RAF

Why chip fat can help RAF overcome 'most significant' hurdle in going green

Air Chief Marshal Sir Mike Wigston said going net-zero is "pretty daunting" but that now is the time for change.

The RAF is "ready" to use green aviation fuels more if they are "readily available", the Chief of the Air Staff has said.

When asked why the RAF isn't using eco-friendly fuels as much as other air forces, Air Chief Marshal Sir Mike Wigston told Forces News "we're going as fast as the global sustainable fuel production industry is making it". 

"I've already cleared our aircraft for a 50% blend of sustainable aviation fuel which is waste oil, chip fat, all sorts of oil, that has been recycled. 

    "And some of our aircraft will be cleared to [use] 100% sustainable fuel. 

    "The challenge is around the world, there isn't the production capacity to cope with the demand. 

    "But we're ready and we will use it, and would use it if it was readily available."

    His comments come a week after the RAF's VIP Voyager aircraft achieved a "historic first" as it flew the Prince of Wales and Duchess of Cornwall to Jordan using sustainable aviation fuel which is said to be able to cut carbon emissions by up to 80%.

    While earlier this month a Royal Air Force test pilot made history with the world's first-ever flight on 100% synthetic fuel.

    Speaking about how the RAF can achieve net-zero carbon emissions, ACM Wigston said how aircraft are fuelled is the biggest hurdle.

    Watch: RAF test pilot's world record flight on 100% synthetic fuel.

    "It's easy to say we have a net-zero ambition but then when you stop and think about what we're going to have to do, it is pretty daunting.

    "The most significant thing we are going to have to change is aviation fuel and the activity around flying because that by far and away is our largest sustainability impact.

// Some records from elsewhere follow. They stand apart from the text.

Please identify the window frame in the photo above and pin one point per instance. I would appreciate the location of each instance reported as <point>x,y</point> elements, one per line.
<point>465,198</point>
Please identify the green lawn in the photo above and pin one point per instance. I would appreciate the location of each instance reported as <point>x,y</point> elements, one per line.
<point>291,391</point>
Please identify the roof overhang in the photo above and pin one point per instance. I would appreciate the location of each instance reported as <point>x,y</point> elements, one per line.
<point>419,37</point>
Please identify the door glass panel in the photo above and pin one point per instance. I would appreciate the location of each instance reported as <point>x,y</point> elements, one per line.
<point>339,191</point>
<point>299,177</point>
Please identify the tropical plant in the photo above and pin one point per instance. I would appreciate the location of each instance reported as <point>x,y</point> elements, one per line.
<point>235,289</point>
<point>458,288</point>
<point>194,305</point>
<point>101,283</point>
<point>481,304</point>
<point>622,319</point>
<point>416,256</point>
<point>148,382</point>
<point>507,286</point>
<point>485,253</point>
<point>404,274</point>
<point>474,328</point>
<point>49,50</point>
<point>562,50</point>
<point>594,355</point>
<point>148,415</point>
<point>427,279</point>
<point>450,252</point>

About 75% of my carbon footprint is around burning aviation fuel.

    "There's a number of work strands under way – from looking at powering aircraft in different ways, with electric power or hydrogen power, to changing the way we make our fuels and making the fuels in a sustainable way." 

    ACM Wigston added there is also a focus on making RAF bases as sustainable as possible and "potentially as a source of renewable energy".

    "We've got to start making the plans now because, otherwise, we will run out of time [to become carbon neutral by 2040], " ACM Wigston said.

    "This is really complex, it's going to take many years to resolve and the time is now to get on with it."

    Defence, including the RAF, is making a number of changes to improve its sustainability as the UK works to be carbon net-zero by 2050.